Speeches are a lovely part of the wedding celebration. It is a great time for guests to get to know the people speaking and generally learn something about the bride and groom that they didn’t already know. Traditionally, speeches are done after the main meal and before the desert (if there is a sit down meal) but nowadays a lot of couples are deciding to break with tradition and do their speeches earlier in the night. As it can be quite a daunting thing for people who are not used to public speaking to be asked to be the centre of attention, it can sometimes make it easier on them if the speeches are out of the way early in the celebration. It also helps if some people are nervous drinkers as there is nothing worse than a rambling drunk speech, even if it is lovely and heartfelt, it just doesn’t seem as sincere if someone is quite obviously drunk.

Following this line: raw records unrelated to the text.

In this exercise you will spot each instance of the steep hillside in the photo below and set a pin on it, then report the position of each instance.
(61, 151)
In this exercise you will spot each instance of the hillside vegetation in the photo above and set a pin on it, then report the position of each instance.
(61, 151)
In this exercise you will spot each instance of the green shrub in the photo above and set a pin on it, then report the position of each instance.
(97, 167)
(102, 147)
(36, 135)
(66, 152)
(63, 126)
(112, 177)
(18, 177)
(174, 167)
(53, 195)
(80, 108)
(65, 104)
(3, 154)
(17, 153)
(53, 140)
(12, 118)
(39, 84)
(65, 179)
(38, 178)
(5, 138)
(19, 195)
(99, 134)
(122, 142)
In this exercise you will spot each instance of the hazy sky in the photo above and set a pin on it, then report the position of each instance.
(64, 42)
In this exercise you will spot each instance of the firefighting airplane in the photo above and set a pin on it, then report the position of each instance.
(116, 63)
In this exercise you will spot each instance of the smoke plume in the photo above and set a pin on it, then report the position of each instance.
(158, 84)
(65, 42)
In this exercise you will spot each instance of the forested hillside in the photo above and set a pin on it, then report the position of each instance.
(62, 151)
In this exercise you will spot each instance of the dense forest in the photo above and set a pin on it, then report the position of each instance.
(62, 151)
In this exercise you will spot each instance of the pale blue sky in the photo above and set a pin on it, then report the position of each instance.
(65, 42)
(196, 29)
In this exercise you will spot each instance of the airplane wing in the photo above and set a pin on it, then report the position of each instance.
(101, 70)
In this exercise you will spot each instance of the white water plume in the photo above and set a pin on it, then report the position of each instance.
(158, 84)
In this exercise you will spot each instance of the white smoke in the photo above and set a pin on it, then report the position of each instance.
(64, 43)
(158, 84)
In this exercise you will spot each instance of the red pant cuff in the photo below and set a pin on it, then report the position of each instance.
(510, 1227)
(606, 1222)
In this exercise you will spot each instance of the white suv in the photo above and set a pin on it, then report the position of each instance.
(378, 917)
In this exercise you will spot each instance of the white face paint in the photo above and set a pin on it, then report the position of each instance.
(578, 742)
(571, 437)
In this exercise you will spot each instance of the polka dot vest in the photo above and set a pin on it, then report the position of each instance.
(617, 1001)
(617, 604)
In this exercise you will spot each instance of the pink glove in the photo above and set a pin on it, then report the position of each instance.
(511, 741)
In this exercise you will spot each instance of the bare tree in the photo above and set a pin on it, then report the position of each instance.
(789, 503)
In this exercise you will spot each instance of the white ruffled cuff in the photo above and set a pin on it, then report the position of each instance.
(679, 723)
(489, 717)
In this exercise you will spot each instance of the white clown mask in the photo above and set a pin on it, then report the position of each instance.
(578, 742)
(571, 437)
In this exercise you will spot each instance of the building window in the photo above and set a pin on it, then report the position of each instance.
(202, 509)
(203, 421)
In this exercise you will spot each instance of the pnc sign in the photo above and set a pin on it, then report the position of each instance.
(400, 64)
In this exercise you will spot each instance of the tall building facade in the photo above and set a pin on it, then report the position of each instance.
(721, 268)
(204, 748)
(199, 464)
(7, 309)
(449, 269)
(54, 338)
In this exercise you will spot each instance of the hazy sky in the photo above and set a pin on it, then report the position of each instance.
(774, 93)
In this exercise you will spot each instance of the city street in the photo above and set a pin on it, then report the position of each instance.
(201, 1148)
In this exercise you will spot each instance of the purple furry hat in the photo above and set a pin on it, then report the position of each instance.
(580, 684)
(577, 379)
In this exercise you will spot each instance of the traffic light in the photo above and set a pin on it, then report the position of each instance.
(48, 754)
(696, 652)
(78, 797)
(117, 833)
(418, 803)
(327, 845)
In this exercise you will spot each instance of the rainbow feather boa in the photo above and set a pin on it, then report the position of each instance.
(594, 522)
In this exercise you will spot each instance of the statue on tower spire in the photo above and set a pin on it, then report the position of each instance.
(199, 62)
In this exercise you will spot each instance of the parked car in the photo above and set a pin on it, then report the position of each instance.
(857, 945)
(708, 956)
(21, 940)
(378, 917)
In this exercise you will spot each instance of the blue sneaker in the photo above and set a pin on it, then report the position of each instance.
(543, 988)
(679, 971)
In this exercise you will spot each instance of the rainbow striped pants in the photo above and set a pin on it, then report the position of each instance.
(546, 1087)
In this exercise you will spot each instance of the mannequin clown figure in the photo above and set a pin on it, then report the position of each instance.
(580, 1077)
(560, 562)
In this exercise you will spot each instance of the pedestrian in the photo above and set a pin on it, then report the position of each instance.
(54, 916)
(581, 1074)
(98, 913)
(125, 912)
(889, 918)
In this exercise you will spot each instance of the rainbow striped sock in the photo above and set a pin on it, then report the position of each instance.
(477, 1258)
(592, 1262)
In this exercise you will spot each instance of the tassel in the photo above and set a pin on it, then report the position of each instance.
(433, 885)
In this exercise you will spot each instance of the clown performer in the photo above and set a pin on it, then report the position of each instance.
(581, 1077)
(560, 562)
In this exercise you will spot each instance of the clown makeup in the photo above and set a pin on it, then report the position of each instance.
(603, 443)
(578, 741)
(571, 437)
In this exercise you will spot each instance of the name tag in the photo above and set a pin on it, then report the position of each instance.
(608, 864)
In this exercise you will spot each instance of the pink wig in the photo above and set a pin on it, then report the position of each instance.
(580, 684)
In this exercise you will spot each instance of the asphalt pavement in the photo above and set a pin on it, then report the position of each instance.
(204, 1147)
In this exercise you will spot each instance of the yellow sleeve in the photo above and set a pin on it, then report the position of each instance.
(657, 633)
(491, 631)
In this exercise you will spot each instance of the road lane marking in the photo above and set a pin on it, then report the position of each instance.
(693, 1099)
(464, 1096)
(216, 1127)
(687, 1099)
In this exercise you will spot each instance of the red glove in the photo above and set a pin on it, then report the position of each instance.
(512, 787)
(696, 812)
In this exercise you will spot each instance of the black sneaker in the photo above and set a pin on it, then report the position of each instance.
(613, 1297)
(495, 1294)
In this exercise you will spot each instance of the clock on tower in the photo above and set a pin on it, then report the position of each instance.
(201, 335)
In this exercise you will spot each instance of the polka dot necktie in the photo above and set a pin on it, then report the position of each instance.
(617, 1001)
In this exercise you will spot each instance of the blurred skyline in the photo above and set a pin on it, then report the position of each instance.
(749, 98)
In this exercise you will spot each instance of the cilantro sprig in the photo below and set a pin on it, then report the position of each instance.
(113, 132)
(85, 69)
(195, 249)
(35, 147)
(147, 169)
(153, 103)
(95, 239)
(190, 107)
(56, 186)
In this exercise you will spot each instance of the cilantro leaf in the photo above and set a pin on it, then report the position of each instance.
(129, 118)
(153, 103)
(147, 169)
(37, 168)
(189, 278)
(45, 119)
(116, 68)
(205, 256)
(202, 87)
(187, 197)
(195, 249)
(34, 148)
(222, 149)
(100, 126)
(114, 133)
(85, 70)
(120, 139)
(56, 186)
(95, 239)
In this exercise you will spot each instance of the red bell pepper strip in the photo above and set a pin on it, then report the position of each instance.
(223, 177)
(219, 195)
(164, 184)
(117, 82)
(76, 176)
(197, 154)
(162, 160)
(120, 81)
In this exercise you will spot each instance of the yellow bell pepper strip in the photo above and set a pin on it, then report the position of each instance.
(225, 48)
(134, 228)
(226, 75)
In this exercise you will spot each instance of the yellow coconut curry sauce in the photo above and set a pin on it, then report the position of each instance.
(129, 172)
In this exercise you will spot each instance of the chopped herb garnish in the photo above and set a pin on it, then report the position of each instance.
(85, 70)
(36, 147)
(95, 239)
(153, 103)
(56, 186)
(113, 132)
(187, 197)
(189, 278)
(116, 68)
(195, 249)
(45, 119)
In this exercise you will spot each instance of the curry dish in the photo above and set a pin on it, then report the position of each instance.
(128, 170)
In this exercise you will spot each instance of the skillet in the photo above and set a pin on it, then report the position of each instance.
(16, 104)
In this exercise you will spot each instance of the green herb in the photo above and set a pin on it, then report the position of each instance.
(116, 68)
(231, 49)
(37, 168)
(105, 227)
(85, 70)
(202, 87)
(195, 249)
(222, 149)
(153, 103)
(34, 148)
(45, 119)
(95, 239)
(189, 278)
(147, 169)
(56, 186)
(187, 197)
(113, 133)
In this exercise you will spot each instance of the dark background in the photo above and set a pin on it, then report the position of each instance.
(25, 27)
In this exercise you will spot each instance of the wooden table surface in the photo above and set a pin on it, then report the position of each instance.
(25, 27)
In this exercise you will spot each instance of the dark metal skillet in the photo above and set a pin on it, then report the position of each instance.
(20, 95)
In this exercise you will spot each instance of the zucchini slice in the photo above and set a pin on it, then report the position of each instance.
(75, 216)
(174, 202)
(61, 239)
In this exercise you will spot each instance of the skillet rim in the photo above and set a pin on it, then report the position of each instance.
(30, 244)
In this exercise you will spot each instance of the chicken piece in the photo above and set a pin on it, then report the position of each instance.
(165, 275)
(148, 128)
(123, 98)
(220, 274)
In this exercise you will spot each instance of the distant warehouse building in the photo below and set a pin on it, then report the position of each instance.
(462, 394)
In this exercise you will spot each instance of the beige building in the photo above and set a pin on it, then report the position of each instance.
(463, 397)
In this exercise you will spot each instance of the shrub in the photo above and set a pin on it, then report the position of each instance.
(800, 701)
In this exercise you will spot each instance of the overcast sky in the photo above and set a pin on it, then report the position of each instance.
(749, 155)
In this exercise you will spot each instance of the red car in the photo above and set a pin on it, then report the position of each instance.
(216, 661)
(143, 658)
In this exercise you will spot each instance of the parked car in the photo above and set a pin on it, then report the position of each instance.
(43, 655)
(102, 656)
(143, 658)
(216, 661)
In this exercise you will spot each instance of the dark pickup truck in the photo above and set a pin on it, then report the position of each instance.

By all means, break the tradition and change things up! It is entirely your day and I am always one for doing things the way that you want them and not how others dictate they be. But for the people who want to know, traditionally speech order is as follows:
Father of the Bride.
The Father of the Bride usually goes first, as in the past the brides family would traditionally pay for the wedding and generally invited a great portion of the guests to the wedding. Generally, the Father of the Bride would thank everyone for coming, tell the Bride how lovely she looks, and tell some stories from her childhood. He also welcomes the Groom into their family, give the couple some marital advice and most importantly makes a toast to the Bride and Groom.
The Groom usually responds to the Father of the Bride’s speech and thanks him for welcoming him into the family, thanks his parents for the formative years. He thanks people for helping with the wedding and all events leading up to the wedding, such as his bucks night or the hens night, he might say something lovely to his new Wife (everyone usually cheers the first time the Groom mentions his wife), thanks and makes a toast to the bridesmaids and other attendants of the bride, thank his attendants for the day, and lastly thank everyone for coming along.
The Best Man.
The Best Man generally compliments the Bride and Groom and give them well wishes for their life together. He will traditionally thank the Groom for asking him to be the best man, tell some humorous stories about the Groom, thank the hosts on behalf of all the guests, and sends well wishes from absent guests.
Traditionally, The Best Man’s speech is supposed to be funny, with care not to offend anyone, and has to say something heartfelt to the couple, which can be such a tall order and a lot to expect of someone if they are not particularly funny, or overly sentimental. This can often be hard for some people and if your best man isn’t going to be comfortable doing this or it is really not his strong point, it may be best to consider someone else close to the couple. One of the other Groomsmen might turn out to be a more appropriate choice, or perhaps a brother, or even another close friend or relative that is happy to be in the spotlight and will do the speech justice. On the other hand, don’t ask your Best Man to try to be funny if he is just a sweet heartfelt guy.
All this being said, there is no hard and fast rule about who should speak or when they should speak. It is now more common for a Bride to give a speech, and at some point for the Maid of Honour or all of the bridesmaids to do a combined speech. Sometimes Mum’s of the Bride or Groom want to say something too, and this can be nice if someone has passed away or the parents are separated and they want to have something to say about the newly married couple.
It is really important to let people know what order they will be speaking in and make sure they know who they are after as it allows for the reception to be smooth and the guests’ attention to be held. Have a list or running sheet for your MC, ask your speakers to try to limit the speech to 4-7 minutes, as there is nothing worse than a speech that goes for 15 minutes or longer.
Generally, for anyone giving a speech the best advice that you can give them is to speak slowly, clearly and speak from the heart.